Während der Pause kann man den Saal verlassen, muss man aber auch nicht. Viele bleiben auf den guten Plätzen, die sie einmal ergattert haben. Wird Johannes den Schwung aus der ersten Hälfte über die Pause retten können? Er kann, denn nach der Pause geht es gänzlich unerwartet weiter. Ein langer Track von fast einer Viertelstunde, der über weite Strecken improvisiert wirkt und einen gänzlich anderen Johannes zeigt: Befreit von den klassischen Regeln der Kompositorik, ersetzen harte und schroffe Klänge den melodischen Stil, für den er ansonsten so bekannt ist - ein Experiment, das Johannes vermutlich nicht direkt zu Anfang des Konzerts gewagt hätte, und das ihn sichtlich fordert. Nicht verwunderlich, dass er sich und dem Publikum im Anschluss mit "Matiora is Still Alive" eine Pause gönnt.

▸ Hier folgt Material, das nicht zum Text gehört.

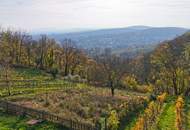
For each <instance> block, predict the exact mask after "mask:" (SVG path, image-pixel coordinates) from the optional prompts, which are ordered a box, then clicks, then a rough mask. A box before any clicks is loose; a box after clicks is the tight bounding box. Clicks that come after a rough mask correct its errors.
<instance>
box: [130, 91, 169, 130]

Von Johannes' erstem Album haben wir schon einige Titel gehört, jetzt ist es an der Zeit, den Sprung in die Gegenwart zu machen, nämlich zu "The Immortal Tourist". "Drop Anchor In The Present Time" darf man auch gerne als Motto für den Rest der zweiten Konzerthälfte stehen. Die endet mit "Time and Tide", was schon das eine oder andere Loom-Konzert beschlossen hat. Ein sichtlich geschaffter, aber genauso erleichterter Johannes Schmoelling tritt mit Robert Waters nach vorne und nimmt die stehenden Ovationen entgegen - etwas, was "De Enck" nicht immer gewährt wird. Jeder im Raum ist sich wohl der Denkwürdigkeit des Moments bewusst, und was für eine Überwindung es Johannes gekostet haben muss, dieses Konzert zu planen und durchzuführen.

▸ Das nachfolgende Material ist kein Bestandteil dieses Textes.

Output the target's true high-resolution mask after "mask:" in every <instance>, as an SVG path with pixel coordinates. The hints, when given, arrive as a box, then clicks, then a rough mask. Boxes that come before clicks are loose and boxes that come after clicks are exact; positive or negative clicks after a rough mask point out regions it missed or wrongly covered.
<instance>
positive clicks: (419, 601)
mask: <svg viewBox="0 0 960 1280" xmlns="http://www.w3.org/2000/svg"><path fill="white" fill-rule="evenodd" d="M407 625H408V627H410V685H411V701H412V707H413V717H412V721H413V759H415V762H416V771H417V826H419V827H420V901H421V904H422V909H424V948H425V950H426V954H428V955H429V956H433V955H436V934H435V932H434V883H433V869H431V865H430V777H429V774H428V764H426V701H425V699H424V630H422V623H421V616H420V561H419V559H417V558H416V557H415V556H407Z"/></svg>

Der stehende Applaus geht - wie zu erwarten - in jenes rhythmische Klatschen über, mit dem die Musiker zu einer Zugabe aufgefordert wird. Für die haben Johannes und Robert noch eine Überraschung in petto: "Tangram" in der vollständigen Version, wie Johannes es sich eigentlich vorgestellt hat, wie es aber noch nie gespielt wurde. Das setzt dem Konzert derart die Krone auf, dass noch eine zweite Zugabe drin sein muss. Die wird auf der Leinwand von einem aufgeschlagenen Buch begleitet, in dem allen Beteiligten Dank gesagt wird - dem Publikum mit eingeschlossen!

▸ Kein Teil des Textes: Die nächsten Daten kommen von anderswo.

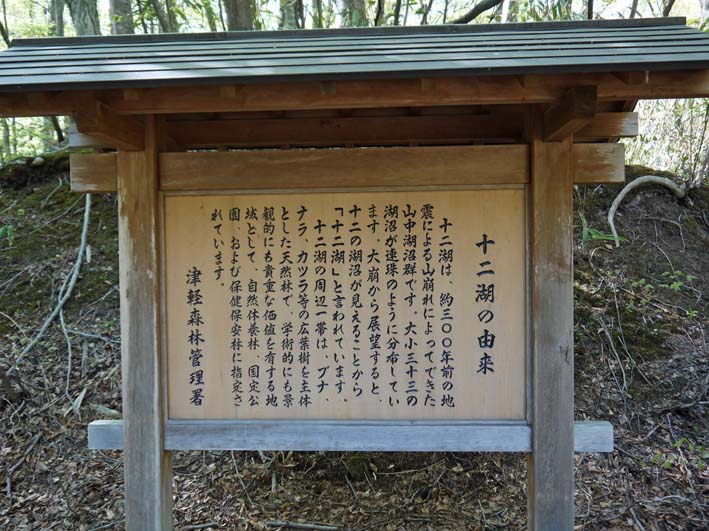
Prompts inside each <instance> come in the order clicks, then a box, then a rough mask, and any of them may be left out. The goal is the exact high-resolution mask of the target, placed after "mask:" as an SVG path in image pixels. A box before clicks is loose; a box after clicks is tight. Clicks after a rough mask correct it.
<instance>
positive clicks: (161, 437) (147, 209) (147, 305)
mask: <svg viewBox="0 0 709 531" xmlns="http://www.w3.org/2000/svg"><path fill="white" fill-rule="evenodd" d="M156 136H157V135H156V127H155V119H154V117H152V116H148V117H147V118H146V134H145V150H144V151H132V152H127V151H119V152H118V158H117V168H118V169H117V173H118V198H119V205H118V238H119V242H118V252H119V265H120V286H121V358H122V370H123V419H124V431H123V433H124V442H123V444H124V446H123V448H124V453H123V460H124V471H125V472H124V473H125V514H126V530H127V531H166V530H171V529H172V484H171V483H172V474H171V459H170V453H169V452H166V451H165V450H164V444H163V440H164V433H163V431H164V424H165V411H164V408H163V396H162V392H163V390H162V377H161V352H160V347H161V345H160V274H159V273H160V269H159V266H160V260H159V249H160V246H159V232H158V230H159V215H158V148H157V140H156Z"/></svg>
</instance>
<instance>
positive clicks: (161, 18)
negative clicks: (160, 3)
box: [150, 0, 172, 33]
mask: <svg viewBox="0 0 709 531" xmlns="http://www.w3.org/2000/svg"><path fill="white" fill-rule="evenodd" d="M150 5H151V6H152V7H153V9H154V10H155V16H157V17H158V24H160V31H161V32H162V33H169V32H170V31H172V30H171V29H170V19H169V18H168V16H167V15H166V14H165V10H164V9H163V7H162V6H161V5H160V2H159V0H150Z"/></svg>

Mit zwei Zugaben muss es denn aber auch gut sein. Viele bleiben noch eine Weile im Foyer, gehen noch einmal zum CD-Stand oder lassen sich ihre mitgebrachten Alben von Johannes und Robert signieren. Der Bogen, der an diesem Abend geschlagen wurde, spannte sich weiter als von "Wuivent Riet" bis zu "The Immortal Tourist". Ähnlich wie bei anderen Musikern, die eine Weile bei einer berühmten Band Mitglied waren, reicht auch bei Johannes Schmoelling der Schatten von Tangerine Dream in seine Solo-Zeit hinein. So gesehen waren es heute fast 40 Jahre in 180 Minuten. Was aber wichtig ist: bei Johannes wird der Schatten der Vergangenheit nicht übermächtig, er ist nur eine Facette einer jahrzehntelangen Karriere. Dass es in all den Jahren vorher nie zu einem Solokonzert gereicht hat, das überrascht im Nachhinein. Aber jetzt ist hoffentlich das "Eis gebrochen" und es wird nicht das letzte Konzert gewesen sein. Es müssen ja auch nicht immer 33 Jahre in 180 Minuten sein.